Résultat de cet imbroglio : le débat n’est pris à bras le corps par personne, perçu comme trop risqué et interne et de nature à mettre en avant des dissensions fragilisantes ou peu opportunes électoralement. Les lobbies plus ou moins ouvertement opposés à l’ouverture dominicale sont ainsi devenus les seuls acteurs du débat, tentant de peser en marge des revendications des Français, et au gré des circonstances, accentuant d’ailleurs de façon inquiétante le sentiment d’incompréhension des citoyens vis-à-vis des représentants de la société civile et du monde politique. Tous ces éléments, on le voit, ont des conséquences lourdes, qui vont bien au-delà du seul enjeu ponctuel de l’ouverture dominicale des enseignes, impactant sournoisement la confiance de tous dans le système politique, économique et sociétal.
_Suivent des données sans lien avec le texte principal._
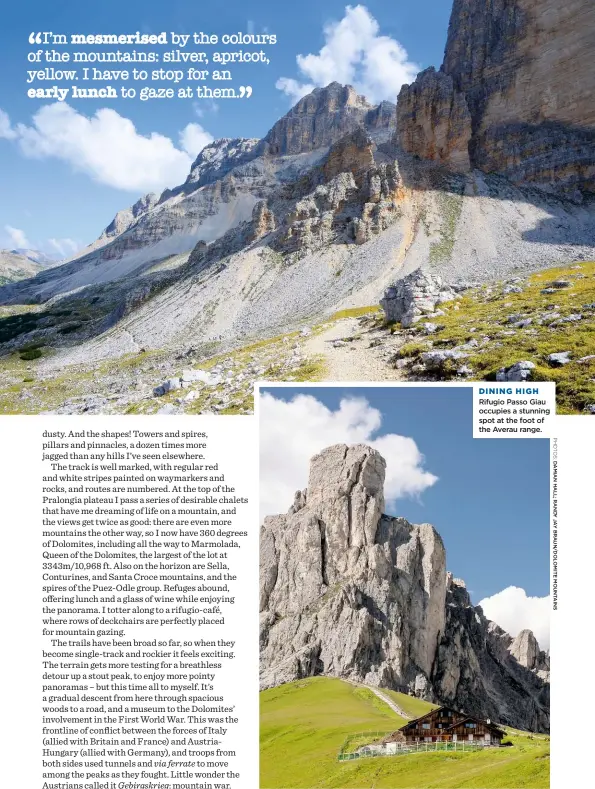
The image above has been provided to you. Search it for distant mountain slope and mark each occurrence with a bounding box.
[260,677,549,789]
[260,444,549,731]
[0,249,43,285]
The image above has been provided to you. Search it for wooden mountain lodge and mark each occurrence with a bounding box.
[384,707,505,745]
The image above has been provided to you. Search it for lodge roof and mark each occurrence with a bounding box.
[398,705,506,735]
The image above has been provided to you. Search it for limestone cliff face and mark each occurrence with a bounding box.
[264,82,395,156]
[398,0,595,193]
[260,444,549,730]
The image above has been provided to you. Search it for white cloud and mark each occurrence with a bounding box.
[0,102,212,192]
[479,586,550,649]
[4,225,29,249]
[276,5,420,103]
[260,392,438,515]
[48,238,81,258]
[180,123,213,160]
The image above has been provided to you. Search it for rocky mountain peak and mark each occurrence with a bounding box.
[260,444,549,730]
[264,82,394,156]
[185,137,260,188]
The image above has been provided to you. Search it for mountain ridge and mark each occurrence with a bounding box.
[260,445,549,731]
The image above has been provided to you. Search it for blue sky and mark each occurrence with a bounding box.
[261,387,549,603]
[0,0,451,254]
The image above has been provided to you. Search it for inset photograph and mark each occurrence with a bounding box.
[258,385,550,789]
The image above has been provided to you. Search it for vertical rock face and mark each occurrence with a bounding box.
[260,444,549,730]
[264,82,394,156]
[398,0,595,193]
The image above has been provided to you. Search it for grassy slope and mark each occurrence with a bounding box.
[382,688,438,718]
[260,677,549,789]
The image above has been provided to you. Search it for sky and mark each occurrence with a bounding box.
[0,0,451,257]
[260,387,549,648]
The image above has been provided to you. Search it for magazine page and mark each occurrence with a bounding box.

De ce point de vue, la crise à laquelle est confrontée la France depuis plus de dix ans, doit être envisagée comme une opportunité d’action pour mettre le débat sur la table clairement et sereinement, et surtout répondre à une attente clairement exprimée par les citoyens. Dans une enquête réalisée par la Dares, en 2011, plus de 1,5 millions de salariés révélaient avoir travaillé occasionnellement ou habituellement le dimanche dans le commerce de détail. Difficile pour eux de comprendre que ce qui applicable d’évidence dans certaines branches d’activité (secteur médical, restauration, transport) ne soit pas justifiable, fut-ce à titre dérogatoire, dans leur domaine. Ne manquent peut-être que des relais déterminés à briser le silence pour porter une réforme ancrée dans le bon sens et l’acceptation d’un monde qui change.